黒のシックなワンピースに、胸元には真紅の紐リボン。薄暮の中に真っ赤なリボンが映えていた。視線をずらすと、彼女の右手には装飾された菊の花束。
――誰へ手向ける花束なのだろう。
浅見花鳥の話を聞いて以来、小鳥遊とは一度も会えずにいた。同じクラスなのに会えないのは、不登校としか考えられなかった。
それか酷く気分屋か。
「……ふぅ。小鳥遊さんもお出掛け?」
深呼吸をして息を整えた。額に張り付く前髪が気持ち悪い。
「……そう。もうすぐ夜の帳が下りる。早く帰った方がいいよ」
視線を逸した小鳥遊は、挨拶も言わずにそのまま先を歩いて行こうとしていた。
それだけ?僕は君に聞きたい事が山程あるのに――。
またとない機会。逃す訳にはいかないが、タイミングが悪い。せめて昼間だったら……。
いや、今しかない。夜の恐怖心なんて小鳥遊に会った瞬間に消えてしまっていた。
「ちょっと、いいかな」
考えるより先に言葉が先走った。
ぴたりと立ち止まった小鳥遊は、なかなか振り向こうとしない。
「夜、そこに行くのは危ないよ。特にあの辺は人気も全く無いし。君は女子なんだから尚更」
この辺は引っ越し当初に散策していたので、小鳥遊が向かっている方向に何があるか分かっていた。

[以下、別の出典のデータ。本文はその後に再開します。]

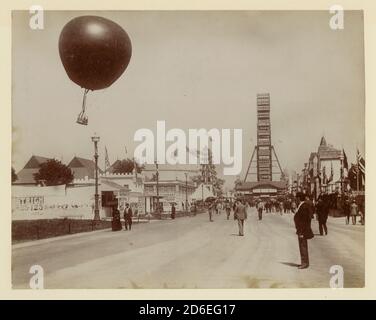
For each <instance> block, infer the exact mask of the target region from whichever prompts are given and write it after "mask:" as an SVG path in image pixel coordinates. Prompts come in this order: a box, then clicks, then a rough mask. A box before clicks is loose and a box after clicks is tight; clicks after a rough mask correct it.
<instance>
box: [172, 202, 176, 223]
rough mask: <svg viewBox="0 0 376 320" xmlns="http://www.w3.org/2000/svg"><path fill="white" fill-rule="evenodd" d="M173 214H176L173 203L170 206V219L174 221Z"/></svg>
mask: <svg viewBox="0 0 376 320" xmlns="http://www.w3.org/2000/svg"><path fill="white" fill-rule="evenodd" d="M175 214H176V208H175V203H173V204H172V206H171V219H172V220H174V219H175Z"/></svg>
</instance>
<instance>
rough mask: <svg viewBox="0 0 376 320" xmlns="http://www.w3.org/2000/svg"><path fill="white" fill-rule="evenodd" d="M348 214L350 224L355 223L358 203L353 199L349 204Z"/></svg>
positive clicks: (354, 223) (357, 206)
mask: <svg viewBox="0 0 376 320" xmlns="http://www.w3.org/2000/svg"><path fill="white" fill-rule="evenodd" d="M350 215H351V221H352V224H356V216H357V215H358V205H357V204H356V201H355V200H353V202H352V204H351V205H350Z"/></svg>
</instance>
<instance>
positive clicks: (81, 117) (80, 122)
mask: <svg viewBox="0 0 376 320" xmlns="http://www.w3.org/2000/svg"><path fill="white" fill-rule="evenodd" d="M76 122H77V123H78V124H82V125H84V126H87V123H88V118H87V116H86V115H85V114H83V113H80V114H79V115H78V117H77V121H76Z"/></svg>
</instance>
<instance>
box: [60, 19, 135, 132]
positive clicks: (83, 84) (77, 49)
mask: <svg viewBox="0 0 376 320" xmlns="http://www.w3.org/2000/svg"><path fill="white" fill-rule="evenodd" d="M59 54H60V59H61V62H62V63H63V66H64V69H65V71H66V73H67V75H68V77H69V78H70V79H71V80H72V81H73V82H74V83H76V84H78V85H79V86H81V87H82V88H85V90H84V97H83V101H82V111H81V113H80V114H79V115H78V119H77V123H79V124H84V125H87V123H88V118H87V116H86V115H85V108H86V95H87V93H88V92H89V90H100V89H105V88H107V87H109V86H110V85H112V84H113V83H114V82H115V81H116V80H117V79H118V78H119V77H120V76H121V75H122V74H123V72H124V71H125V69H126V68H127V66H128V64H129V61H130V59H131V55H132V44H131V40H130V39H129V36H128V34H127V33H126V32H125V30H124V29H123V28H122V27H120V26H119V25H118V24H116V23H115V22H113V21H111V20H109V19H105V18H103V17H98V16H81V17H77V18H74V19H72V20H71V21H69V22H68V23H67V24H66V25H65V26H64V28H63V30H62V31H61V34H60V38H59Z"/></svg>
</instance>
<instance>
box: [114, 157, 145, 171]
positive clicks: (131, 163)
mask: <svg viewBox="0 0 376 320" xmlns="http://www.w3.org/2000/svg"><path fill="white" fill-rule="evenodd" d="M135 164H136V171H137V173H141V170H142V169H143V166H140V165H139V164H138V163H137V161H135V160H134V159H129V158H128V159H123V160H121V161H118V163H117V164H116V165H115V167H114V170H113V173H119V174H124V173H131V172H133V169H134V166H135Z"/></svg>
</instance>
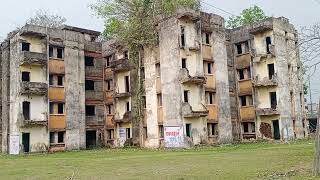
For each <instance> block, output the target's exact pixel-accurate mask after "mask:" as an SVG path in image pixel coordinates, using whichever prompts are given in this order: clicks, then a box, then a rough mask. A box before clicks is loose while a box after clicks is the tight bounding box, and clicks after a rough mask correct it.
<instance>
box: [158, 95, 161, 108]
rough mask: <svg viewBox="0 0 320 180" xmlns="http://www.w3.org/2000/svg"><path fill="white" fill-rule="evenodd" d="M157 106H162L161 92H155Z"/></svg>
mask: <svg viewBox="0 0 320 180" xmlns="http://www.w3.org/2000/svg"><path fill="white" fill-rule="evenodd" d="M157 101H158V107H161V106H162V94H157Z"/></svg>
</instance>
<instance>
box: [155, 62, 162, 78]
mask: <svg viewBox="0 0 320 180" xmlns="http://www.w3.org/2000/svg"><path fill="white" fill-rule="evenodd" d="M156 75H157V77H161V69H160V63H157V64H156Z"/></svg>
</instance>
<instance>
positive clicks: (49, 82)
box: [49, 74, 53, 86]
mask: <svg viewBox="0 0 320 180" xmlns="http://www.w3.org/2000/svg"><path fill="white" fill-rule="evenodd" d="M49 85H50V86H52V85H53V75H51V74H50V75H49Z"/></svg>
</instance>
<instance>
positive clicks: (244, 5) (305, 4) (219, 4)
mask: <svg viewBox="0 0 320 180" xmlns="http://www.w3.org/2000/svg"><path fill="white" fill-rule="evenodd" d="M204 1H205V2H206V3H208V4H211V5H213V6H215V7H218V8H221V9H223V10H225V11H227V12H229V13H231V14H235V15H237V14H239V13H240V12H241V11H242V9H244V8H247V7H250V6H252V5H258V6H260V7H261V8H262V9H263V10H264V11H265V12H266V14H267V15H268V16H285V17H287V18H289V19H290V21H291V22H292V23H293V24H294V25H295V26H296V27H297V29H299V27H301V26H310V25H312V24H315V23H317V22H320V12H319V11H320V0H204ZM94 2H95V0H54V1H52V0H3V2H1V6H0V14H1V16H0V24H1V26H0V40H1V38H4V37H5V36H6V34H7V33H8V32H10V31H11V30H13V29H14V28H15V27H17V26H21V25H23V24H24V23H25V21H26V19H28V17H30V16H33V15H34V13H35V11H36V10H38V9H45V10H48V11H50V12H51V13H56V14H59V15H61V16H64V17H66V18H67V24H68V25H72V26H79V27H83V28H88V29H92V30H98V31H102V29H103V21H102V20H101V19H98V18H96V17H95V16H94V15H93V13H92V11H91V10H90V9H89V8H88V5H89V4H90V3H94ZM203 8H204V10H206V11H208V12H212V13H216V14H219V15H221V16H224V17H228V16H230V14H228V13H226V12H223V11H221V10H219V9H216V8H214V7H211V6H209V5H206V4H203ZM319 77H320V73H319V72H318V73H316V75H315V76H314V77H313V78H312V87H311V89H312V91H313V96H314V99H318V98H319V96H320V81H319Z"/></svg>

僕の自宅はこのまま真っ直ぐ進んで左側に見えるマンション。僕の位置からでもはっきり見える高層マンション。
そこを通り過ぎると突き当りに丁字路がある。左に曲がって道なりに行くと、徐々にくねった上り坂になり、林の中へ続いている。
静かな林の中には静かな眠りがある。
――墓地だ。
この近辺に花を手向ける場所などそこしかない。誰かに渡す花という可能性もあるが、純白の菊の花を見てそれな無いと確信した。
つまり彼女の花は供花。
わざわざこんな薄暮時に行かなくてもと思ったが、事情があるのだろう。
しかしこの時間に女子中学生一人は誰がどう見たって危険だ。
「嫌じゃなければ、一緒に行くよ」
自分が何を言ったのか一瞬分からなかった。